As of today, well-meaning New Yorkers who see a Sikh riding the subway or smell something weird in Times Square can submit their paranoid fantasias to the proper authorities with an app. Your new mantra: If you see something, send something.
Governor Andrew Cuomo announced the app’s New York release in a press release this afternoon, touting its capacity to help the state’s residents report suspicious activity. You take a picture, add a note about what’s freaking you out (and a GPS location if your paranoia includes subway bombers but not government spies), and voila, your tip is sent to the New York State Intelligence Center, which will forward it to the proper agency. The technology is already in use in Colorado, Louisiana, Ohio, Pennsylvania and Virginia, Albany’s News 10 reports.
“See something send something” is free on the app store, and it’s easy to use, if a little trigger-happy: I just took a photo of two coworkers to test its functionality, but because the app doesn’t ask you to confirm any details before sending, I accidentally submitted it for real. Oops! I will report back if my colleagues or I are arrested.

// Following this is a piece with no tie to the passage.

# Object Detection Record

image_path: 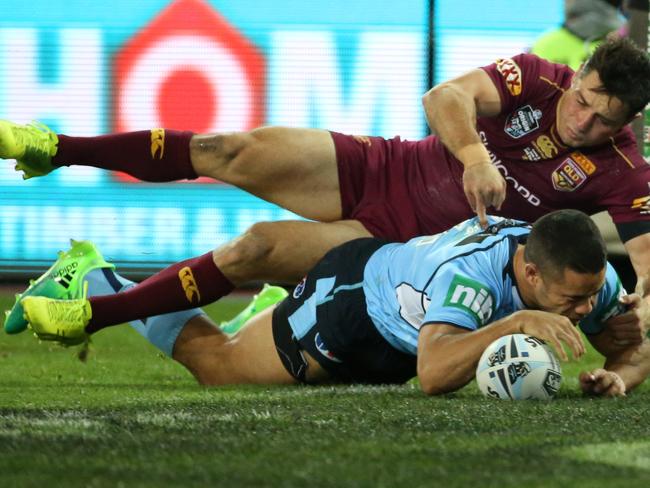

The app, of course, stems from the phrase “see something, say something,” which has been part of NYC’s cultural landscape since 9/11, when the MTA began placing it on subway posters in hopes of soliciting tips that would lead to terrorist threats. Seven years later, the New York Times reported that no terror plots had been stopped after calls to the hotline, but many people used it to submit bogus threats, tips about praying muslims, and non-information like mine. Some arrests were made based on tips in the years before the Times article, but they were for things like selling fake IDs, illegal fireworks, and possession of unlicensed guns—not plots against the city.